I will never forget, during the middle of 2020, we are trying to get people to utilize our employee assistance program more. We were trying to understand what is preventing people from utilizing some of these resources, what’s preventing people from sharing their struggles. Well, I never forget. I was coming into the office and that previous week, I had a down week. Some folks that I knew that got affected by COVID. I was having a down week. My CEO asked me how I am doing because she saw me in the coffee room. She said, “How are you doing? Something seems off with you this week.” I shared what was going on. That next week, we had a global town hall. I asked her, “Can I share that story? So that I can get people to know that it’s okay not to be okay.” The feedback that I received was like, “Now I know it’s okay to not be okay, I know I can share my struggles because you shared your story.”  

So be humble.
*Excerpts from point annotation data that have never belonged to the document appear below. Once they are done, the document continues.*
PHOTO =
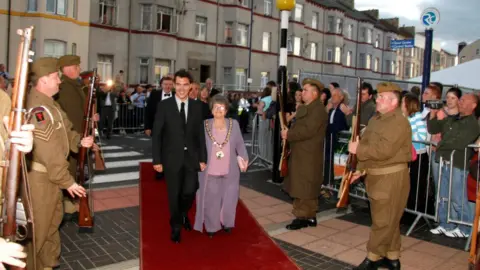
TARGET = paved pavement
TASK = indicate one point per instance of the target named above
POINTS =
(338, 242)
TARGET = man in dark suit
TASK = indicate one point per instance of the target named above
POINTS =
(166, 84)
(179, 150)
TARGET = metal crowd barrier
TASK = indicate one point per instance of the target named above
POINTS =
(262, 144)
(128, 119)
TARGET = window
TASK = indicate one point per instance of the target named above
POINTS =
(165, 20)
(162, 68)
(339, 26)
(228, 32)
(74, 48)
(313, 51)
(57, 6)
(146, 17)
(267, 7)
(244, 3)
(105, 67)
(201, 28)
(330, 23)
(54, 48)
(143, 78)
(297, 46)
(264, 79)
(108, 12)
(298, 12)
(338, 55)
(240, 78)
(75, 9)
(329, 55)
(315, 20)
(32, 5)
(242, 34)
(362, 60)
(266, 42)
(350, 31)
(349, 59)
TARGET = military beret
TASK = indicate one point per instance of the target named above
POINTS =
(317, 83)
(388, 87)
(44, 66)
(68, 60)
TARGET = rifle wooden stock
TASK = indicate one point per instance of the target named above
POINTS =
(85, 217)
(351, 166)
(14, 175)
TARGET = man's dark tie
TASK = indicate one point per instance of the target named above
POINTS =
(182, 114)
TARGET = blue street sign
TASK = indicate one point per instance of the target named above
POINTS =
(396, 44)
(430, 17)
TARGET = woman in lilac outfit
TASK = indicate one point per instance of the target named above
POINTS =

Don’t be a machine because we’re not machines, we’re people. That’s kind of my main mantra on why I am titled as the Chief People Officer and a Chief HR officer. Resources don’t have dreams, people have dreams. So that’s one thing that we strive to do is make sure that people can achieve their dreams at Dawn. To do that, they got to know who they’re connected to. They need to know what’s inside here to be able to do that.